Chang Jin, An Wang, Zeming Wei, Kai Wang, Biaojie Zeng + 5 more

cs.CRcs.AIcs.CLcs.LGcs.MA

TLDR

SkillSafetyBench evaluates how reusable skills in LLM agents create new attack surfaces, revealing vulnerabilities beyond model-level alignment.

Key contributions

  • Introduces SkillSafetyBench, a runnable benchmark for evaluating skill-mediated safety failures in LLM agents.
  • Features 155 adversarial cases across 47 tasks, 6 risk domains, and 30 safety categories.
  • Uses case-specific rule-based verifiers to detect unsafe actions induced by skill materials.

Why it matters

This paper highlights a critical, overlooked vulnerability in LLM agents: safety failures originating from reusable skills, not just user input.
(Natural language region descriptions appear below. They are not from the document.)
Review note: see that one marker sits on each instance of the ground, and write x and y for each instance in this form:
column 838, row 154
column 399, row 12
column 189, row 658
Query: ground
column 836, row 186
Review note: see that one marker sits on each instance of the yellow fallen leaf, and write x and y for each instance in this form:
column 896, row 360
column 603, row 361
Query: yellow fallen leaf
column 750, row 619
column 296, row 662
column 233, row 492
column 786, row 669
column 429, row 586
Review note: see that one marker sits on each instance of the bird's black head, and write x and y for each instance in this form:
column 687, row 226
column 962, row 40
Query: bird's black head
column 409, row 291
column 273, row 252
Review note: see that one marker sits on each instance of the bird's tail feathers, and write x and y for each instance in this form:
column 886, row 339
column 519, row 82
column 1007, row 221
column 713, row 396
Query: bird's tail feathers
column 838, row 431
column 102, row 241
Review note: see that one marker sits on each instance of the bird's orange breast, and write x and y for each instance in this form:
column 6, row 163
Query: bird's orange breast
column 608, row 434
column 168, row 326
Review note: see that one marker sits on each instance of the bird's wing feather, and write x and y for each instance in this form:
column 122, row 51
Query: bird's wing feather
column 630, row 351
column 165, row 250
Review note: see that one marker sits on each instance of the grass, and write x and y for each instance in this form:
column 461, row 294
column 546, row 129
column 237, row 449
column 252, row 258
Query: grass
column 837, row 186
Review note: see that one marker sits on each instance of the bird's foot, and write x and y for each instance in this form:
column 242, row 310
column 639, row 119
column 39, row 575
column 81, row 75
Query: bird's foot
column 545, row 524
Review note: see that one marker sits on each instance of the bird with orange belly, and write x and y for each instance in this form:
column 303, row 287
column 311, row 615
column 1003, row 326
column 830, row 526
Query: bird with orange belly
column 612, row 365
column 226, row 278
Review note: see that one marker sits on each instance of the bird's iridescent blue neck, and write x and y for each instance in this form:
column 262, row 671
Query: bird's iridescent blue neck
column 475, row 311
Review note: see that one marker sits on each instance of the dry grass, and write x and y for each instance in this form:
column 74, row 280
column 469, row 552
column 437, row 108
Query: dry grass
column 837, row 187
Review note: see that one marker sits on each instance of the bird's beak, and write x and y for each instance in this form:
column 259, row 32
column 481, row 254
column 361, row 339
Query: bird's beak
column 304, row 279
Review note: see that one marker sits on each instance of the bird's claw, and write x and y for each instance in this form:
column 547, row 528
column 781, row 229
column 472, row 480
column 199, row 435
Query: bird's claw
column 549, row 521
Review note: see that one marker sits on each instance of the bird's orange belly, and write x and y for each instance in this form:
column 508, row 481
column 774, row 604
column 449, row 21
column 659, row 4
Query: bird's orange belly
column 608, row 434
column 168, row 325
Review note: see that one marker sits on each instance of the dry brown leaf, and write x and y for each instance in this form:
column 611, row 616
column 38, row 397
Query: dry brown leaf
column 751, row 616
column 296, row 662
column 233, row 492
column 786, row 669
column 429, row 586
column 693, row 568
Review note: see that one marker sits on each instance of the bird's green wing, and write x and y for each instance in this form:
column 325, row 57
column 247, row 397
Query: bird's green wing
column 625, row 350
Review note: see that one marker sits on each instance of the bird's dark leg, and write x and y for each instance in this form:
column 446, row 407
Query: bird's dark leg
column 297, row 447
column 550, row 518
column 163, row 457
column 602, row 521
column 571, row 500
It provides a crucial benchmark to test and improve agent safety beyond model-level alignment, emphasizing the importance of skill interpretation and execution environments.

Original Abstract

Reusable skills are becoming a common interface for extending large language model agents, packaging procedural guidance with access to files, tools, memory, and execution environments. However, this modularity introduces attack surfaces that are largely missed by existing safety evaluations: even when the user request is benign, task-relevant skill materials or local artifacts can steer an agent toward unsafe actions. We present SkillSafetyBench, a runnable benchmark for evaluating such skill-mediated safety failures. SkillSafetyBench includes 155 adversarial cases across 47 tasks, 6 risk domains, and 30 safety categories, each evaluated with a case-specific rule-based verifier. Experiments with multiple CLI agents and model backends show that localized non-user attacks can consistently induce unsafe behavior, with distinct failure patterns across domains, attack methods, and scaffold-model pairings. Our findings suggest that agent safety depends not only on model-level alignment, but also on how agents interpret skills, trust workflow context, and act through executable environments.